Emmanuel Macron a aussi dit refuser « le nouveau colonialisme » de grandes puissances tout comme le « défaitisme » ambiant face aux dernières évolutions dans le monde. « Nous, nous refusons le nouveau colonialisme et le nouvel impérialisme, mais nous refusons aussi la vassalisation et le défaitisme », a-t-il lancé.

« Ce que nous avons réussi à faire pour la France et en Europe est allé dans le bon sens. Plus d’autonomie stratégique, moins de dépendance à l’égard des Etats-Unis comme de la Chine », a-t-il insisté.

La diplomatie russe a accusé jeudi les Etats-Unis d’attiser des « tensions militaires et politiques » après la saisie d’un pétrolier lié à Moscou dans l’Atlantique Nord, dans le cadre du blocus de Washington visant l’exportation du pétrole vénézuélien.

« Le fait que Washington soit disposé à susciter de graves crises internationales est regrettable et alarmant », a déclaré le ministère russe des affaires étrangères dans un communiqué, dénonçant les agissements « dangereux et irresponsables » des Etats-Unis et la complicité de Londres dans la saisie de ce navire.

Entre 2014 et 2020, le Venezuela a perdu 75 % de son produit intérieur brut (PIB), un record pour un pays qui n’est pas en guerre. En 2019, l’inflation atteignait 329 000 %, Nicolas Maduro l’a rappelé pendant sa campagne en 2024. Fuyant les pénuries, les pannes, l’hyperinflation et l’insécurité, 7,7 millions de Vénézuéliens ont dû émigrer.

« La crise a détruit l’épargne des ménages, la monnaie et l’Etat lui-même, qui est désormais incapable de fournir à ses citoyens les services de base que sont l’eau, l’électricité, le transport public, la santé ou l’éducation », résumait Asdrubal Oliveros, directeur du bureau d’études économiques Ecoanalitica, dans un article du Monde datant du 27 juillet 2024.

Nicolas Maduro et ses affiches de campagne attribuaient l’effroyable récession à la guerre économique menée par l’opposition et aux sanctions décrétées par les Etats-Unis, en 2015, et renforcées en 2019. Celles-ci empêchent le pays de vendre son or, son gaz et son pétrole, et la banque centrale d’opérer sur les marchés financiers. Washington les a levées en octobre 2023 contre la promesse d’une présidentielle ouverte et les a partiellement réinstaurées en avril, en constatant que M. Maduro ne jouait pas le jeu.

En 2022, le pays avait enregistré un taux de croissance de 7 %, avec une croissance espérée de 4 % en 2023. « Mais, rappelait en 2024 l’économiste Manuel Sutherland, chercheur à l’université centrale du Venezuela, l’économie du pays est aujourd’hui le quart de ce qu’elle a été et 4 % d’un quart, c’est peu. Pour retrouver son niveau de 2013, elle devrait progresser de 5 % pendant trente-deux ans. »

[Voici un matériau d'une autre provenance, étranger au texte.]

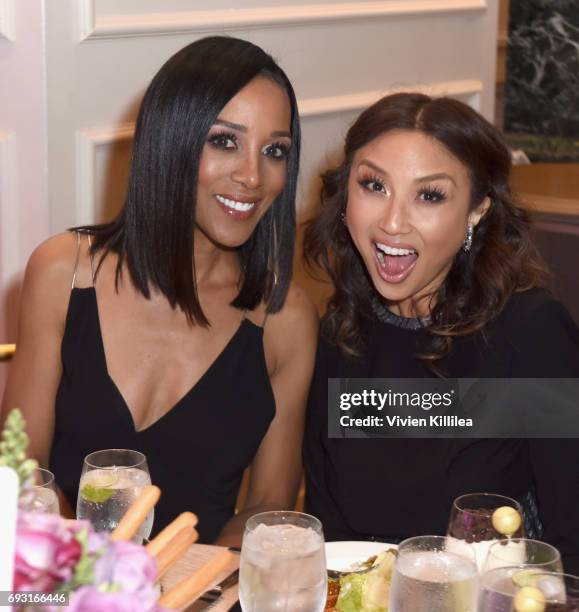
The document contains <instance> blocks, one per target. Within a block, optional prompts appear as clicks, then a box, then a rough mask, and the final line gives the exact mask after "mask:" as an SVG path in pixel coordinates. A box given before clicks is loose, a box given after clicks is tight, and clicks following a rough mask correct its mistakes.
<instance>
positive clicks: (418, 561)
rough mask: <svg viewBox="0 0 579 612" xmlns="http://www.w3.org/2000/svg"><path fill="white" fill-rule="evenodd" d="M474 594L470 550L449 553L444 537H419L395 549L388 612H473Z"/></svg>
mask: <svg viewBox="0 0 579 612" xmlns="http://www.w3.org/2000/svg"><path fill="white" fill-rule="evenodd" d="M477 592H478V570H477V566H476V563H475V557H474V552H473V551H472V550H471V549H469V548H465V549H464V550H463V551H461V552H460V553H455V552H449V550H448V538H445V537H443V536H418V537H415V538H410V539H408V540H404V541H403V542H402V543H401V544H400V545H399V546H398V556H397V559H396V562H395V563H394V569H393V573H392V585H391V587H390V603H389V606H388V610H389V612H475V611H476V602H477Z"/></svg>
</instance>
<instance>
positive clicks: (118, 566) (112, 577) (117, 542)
mask: <svg viewBox="0 0 579 612" xmlns="http://www.w3.org/2000/svg"><path fill="white" fill-rule="evenodd" d="M115 553H116V559H115V563H114V566H113V573H112V578H111V582H113V583H114V584H117V585H120V586H121V587H122V589H123V591H129V592H131V593H136V592H140V591H142V590H143V589H146V588H147V587H149V586H151V585H152V584H153V583H154V582H155V577H156V575H157V564H156V562H155V560H154V559H153V558H152V557H151V556H150V555H149V554H148V553H147V551H146V550H145V548H144V547H143V546H140V545H138V544H133V543H132V542H117V543H116V544H115Z"/></svg>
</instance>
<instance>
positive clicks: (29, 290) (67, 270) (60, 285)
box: [22, 232, 78, 314]
mask: <svg viewBox="0 0 579 612" xmlns="http://www.w3.org/2000/svg"><path fill="white" fill-rule="evenodd" d="M77 252H78V243H77V237H76V235H75V234H72V233H70V232H66V233H62V234H58V235H56V236H53V237H52V238H49V239H48V240H46V241H45V242H43V243H42V244H40V245H39V246H38V247H37V248H36V249H35V250H34V252H33V253H32V255H31V256H30V259H29V260H28V264H27V266H26V274H25V278H24V287H23V299H22V304H23V308H26V307H28V306H30V307H34V305H38V306H39V307H40V306H41V307H42V308H47V309H49V310H51V311H53V312H54V311H56V312H57V313H58V314H62V313H63V312H64V310H65V309H66V304H67V303H68V298H69V294H70V287H71V284H72V276H73V274H74V266H75V262H76V257H77Z"/></svg>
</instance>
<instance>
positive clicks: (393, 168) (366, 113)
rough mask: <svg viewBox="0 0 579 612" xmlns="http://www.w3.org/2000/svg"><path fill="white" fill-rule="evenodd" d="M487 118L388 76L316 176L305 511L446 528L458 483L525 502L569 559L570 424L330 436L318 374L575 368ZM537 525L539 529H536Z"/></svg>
mask: <svg viewBox="0 0 579 612" xmlns="http://www.w3.org/2000/svg"><path fill="white" fill-rule="evenodd" d="M510 167H511V161H510V156H509V151H508V149H507V147H506V145H505V143H504V141H503V139H502V137H501V135H500V134H499V132H498V131H497V130H496V129H495V128H494V127H493V126H492V125H490V124H489V123H488V122H487V121H486V120H485V119H484V118H483V117H481V116H480V115H479V114H477V113H476V112H475V111H473V110H472V109H471V108H469V107H468V106H466V105H465V104H462V103H460V102H458V101H455V100H452V99H449V98H438V99H435V98H431V97H428V96H426V95H421V94H410V93H401V94H395V95H392V96H387V97H385V98H383V99H382V100H380V101H379V102H377V103H376V104H374V105H373V106H371V107H370V108H369V109H367V110H366V111H364V112H363V113H362V115H361V116H360V117H359V118H358V120H357V121H356V122H355V123H354V125H353V126H352V127H351V128H350V130H349V132H348V135H347V137H346V144H345V155H344V160H343V162H342V163H341V164H340V165H339V166H338V167H337V168H335V169H332V170H329V171H328V172H326V173H325V174H324V176H323V191H322V207H321V212H320V213H319V216H318V217H317V218H316V219H314V220H313V221H312V222H311V223H310V225H309V227H308V229H307V232H306V240H305V249H306V257H307V259H308V261H309V263H310V264H311V265H312V266H314V267H315V266H319V267H320V268H321V269H322V270H324V271H325V272H326V273H327V275H329V277H330V279H331V280H332V282H333V285H334V293H333V295H332V297H331V299H330V301H329V305H328V310H327V313H326V315H325V317H324V319H323V324H322V330H321V340H320V343H319V347H318V355H317V363H316V370H315V374H314V382H313V385H312V389H311V391H310V402H309V408H308V415H307V421H306V437H305V447H304V459H305V468H306V478H307V490H306V499H307V501H306V504H307V510H308V511H309V512H311V513H312V514H315V515H316V516H318V517H319V518H321V520H322V521H323V523H324V530H325V533H326V535H327V536H328V538H329V539H343V540H360V539H377V540H382V541H390V542H392V541H396V540H399V539H401V538H405V537H408V536H412V535H417V534H425V533H433V534H436V533H444V532H445V530H446V526H447V521H448V516H449V512H450V507H451V503H452V500H453V499H454V498H455V497H457V496H458V495H461V494H464V493H469V492H480V491H487V492H492V493H500V494H504V495H507V496H509V497H512V498H515V499H518V500H521V501H523V502H525V503H527V504H528V505H530V504H531V503H532V502H536V504H537V508H538V515H539V516H538V519H539V520H538V521H535V522H536V525H537V529H538V530H539V531H538V532H537V533H535V535H537V536H542V537H543V538H544V539H546V540H548V541H550V542H551V543H553V544H554V545H556V546H558V547H559V548H560V550H561V552H562V553H563V555H564V557H565V563H566V568H567V569H571V568H573V569H575V570H577V569H578V566H579V536H578V532H577V528H576V525H577V524H578V523H579V499H578V495H579V445H578V444H577V442H576V441H575V440H562V441H559V440H530V439H527V440H525V439H448V440H446V439H420V440H416V439H415V440H408V439H383V438H382V439H330V438H329V437H328V422H327V419H328V416H327V415H328V412H327V401H328V400H327V380H328V378H332V377H334V378H373V377H377V378H423V377H452V378H511V377H512V378H526V377H579V332H578V330H577V327H576V326H575V324H574V323H573V321H572V320H571V318H570V316H569V315H568V313H567V312H566V310H565V309H564V308H563V307H562V306H561V304H559V303H558V302H557V301H556V300H554V299H553V298H552V297H551V296H550V295H549V294H548V293H547V292H546V291H545V290H543V289H541V288H540V287H541V284H542V282H543V279H544V275H545V273H544V267H543V264H542V263H541V259H540V257H539V255H538V253H537V251H536V249H535V247H534V245H533V242H532V239H531V236H530V234H529V223H528V219H527V215H526V214H525V212H524V211H523V210H521V209H520V208H518V207H517V206H516V204H515V203H514V201H513V199H512V197H511V194H510V189H509V172H510ZM541 529H542V531H541Z"/></svg>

Le Venezuela possède pourtant les plus vastes réserves des pétrolières au monde mais, pour le moment, les exportations ne devraient pas reprendre tant que les sanctions américaines sont toujours en vigueur. Or, le secrétaire d’Etat américain, Marco Rubio, a prévenu que les Etats-Unis continueraient, jusqu’à nouvel ordre, à appliquer le blocus pétrolier mis en place en décembre 2025 pour faire pression sur les nouveaux dirigeants vénézuéliens. Les mesures punitives américaines compliquent aussi l’importation de diluants, des hydrocarbures légers indispensables à l’exploitation du brut local, très visqueux.

A plus long terme, il faudra des années et des sommes colossales pour faire revenir la production vénézuélienne à son niveau maximal. Celle-ci s’est littéralement effondrée au cours des deux dernières décennies. Le Venezuela extrayait plus de 3 millions de barils par jour de son sous-sol au début des années 2000. Il en produit aujourd’hui à peine 900 000, moins de 1 % de l’offre mondiale. Le résultat d’années de corruption, de sous-investissements, de vols et d’incendies, qu’ont encore aggravé les multiples sanctions des Etats-Unis.

Le 29 juillet 2024, Nicolas Maduro, 61 ans, a été réélu président de la République bolivarienne du Venezuela avec 51,2 % des voix, selon le Conseil national électoral (CNE), institution du chavisme (le régime fondé par Hugo Chavez en 1999). Son adversaire, Edmundo Gonzalez Urrutia, candidat unitaire des grands partis d’opposition, a lui obtenu 44,2 % des voix. De nombreux pays ont contesté ces résultats en dénonçant des fraudes massives.

Selon les résultats officiels, moins de 10 millions des 21 millions d’électeurs inscrits ont voté. Entre 4 et 5 millions d’adultes qui avaient émigré n’ont pu participer au scrutin. La déception de l’opposition était immense, sa conviction que le pouvoir avait volé l’élection, totale. Le résultat contredisait tous les sondages réalisés par l’opposition dans les semaines précédant le scrutin et à la sortie des urnes.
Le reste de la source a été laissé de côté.